Research Area(s): Environmental & Occupational Health, Maternal & Child Health

FULL TEXT


BACKGROUND

This study estimates the effect of exposure to air pollution prior to the start of in vitro fertilization (IVF) on fertilization, embryo quality, pregnancy, and live birth. We expand upon previous research by estimating exposure using differing exposure time windows, examining the role of infertility, and examining potential mechanistic pathways.

METHODS

This retrospective cohort study evaluated women undergoing their first autologous IVF cycle. Clinical and demographic data were extracted from medical records. Air pollution exposures at residential address prior to IVF start were predicted for fine particulate matter (PM2.5), course PM (PM10), nitrogen dioxide (NO2), and oxides of nitrogen (NOX) using spatial and spatiotemporal modeling. Distance to roadway was evaluated as an alternate exposure measure. Effect modification by infertility was assessed on an additive scale using relative excess risk due to interaction (RERI).

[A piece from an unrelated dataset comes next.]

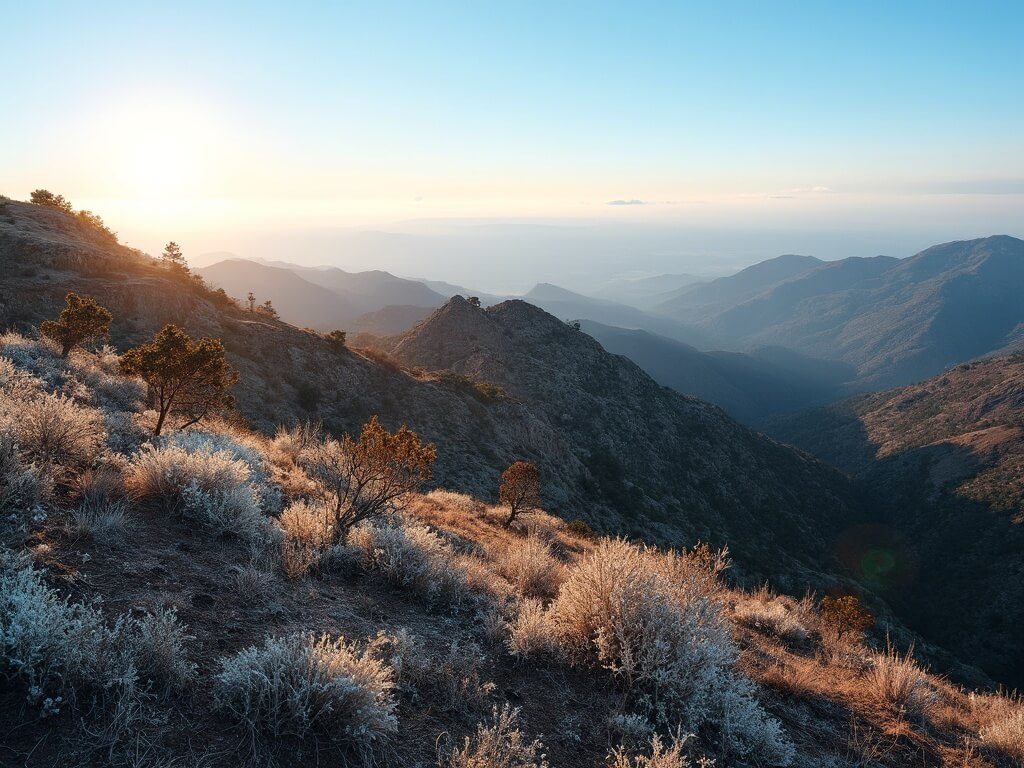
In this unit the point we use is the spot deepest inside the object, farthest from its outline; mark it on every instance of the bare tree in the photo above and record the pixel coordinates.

Lastly, a mediation analysis was conducting evaluating anti-Müllerian hormone (AMH) as a mediator in the association between near roadway residence and pregnancy.

RESULTS

The pollutant exposure analysis suggest weak associations between long-term exposure and IVF outcomes, specifically NO2 on percent oocytes fertilized, live birth, and pregnancy loss as well as PM2.5 on live birth and pregnancy loss; however, we cannot estimate these effects with any certainty. Near roadway residence was associated with a lower likelihood of pregnancy. Effect modification analysis suggested that there may be synergistic effects between high exposure to PM2.5, PM10, and NO2 and a diagnosis of diminished ovarian reserve or male infertility on the likelihood of a live birth. Lastly, AMH, a marker of ovarian reserve, was not a mediator between near roadway residence and likelihood of pregnancy in this study population.

CONCLUSIONS

This study suggests an association between exposure to air pollution and IVF outcomes, specifically pregnancy. Further research in this area may focus on pregnancy as an early outcome of interest rather than live birth. This study also suggests that diminished ovarian reserve and male factor infertility in addition to air pollution may have synergistic effects. Focusing future research on these infertility types may better inform potential subgroups where interventions on air pollution exposure may have the most impact.